You'd need to likewise have optimized assembly output for the C binary
to make an apples comparison. Not just compiled with -o or -g or
whatever but with architecture specific flags at least.

If you think performance is not too important anymore then you are
right. Modern OS's do not perform anywhere in the ballpark as fast as
old ones, for instance.

Best,
TimJowers
 
E

Erik Wikström

I do not get your point here. A portable C++ program loses portability
when you compile it for a particular platform. A Java program loses
portability if it uses a native library specific to a particular
platform (e.g. to access Windows registry).
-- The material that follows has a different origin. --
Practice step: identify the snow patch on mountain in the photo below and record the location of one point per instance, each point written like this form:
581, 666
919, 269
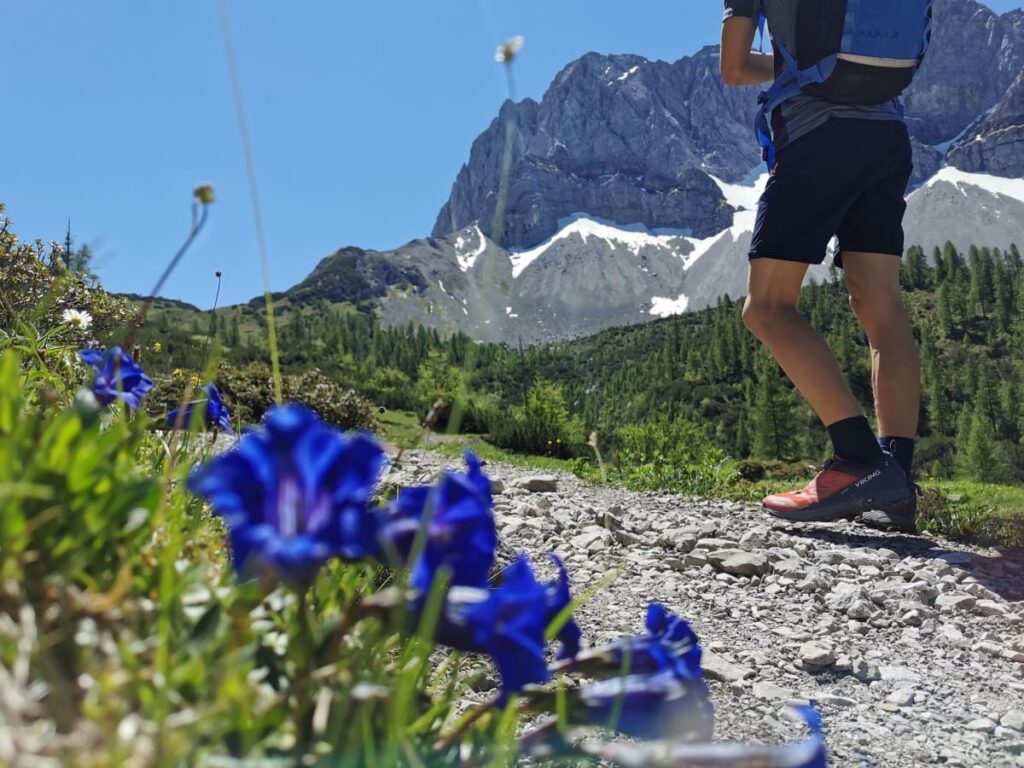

However you define "portability", programs are not written for the
sake of being portable, they are written to solve problems. The only
exception I can think of are programs written specifically to teach
the concept of portability. :)

True, but one of the advantages of Java is that you can "write once, run
everywhere", by compiling to native you lose that kind of portability.
 
L

ldv

I found a few more that can compile bytecode to native machine code.

gcjhttp://gcc.gnu.org/java/

JNC is just a graphical front-end to GCJ.

GCJ itself is not Java spec-compliant, so it would not be fair to use
it for performance comparison.

ARM Jazelle supports AOT compilation, but that's a Java ME solution.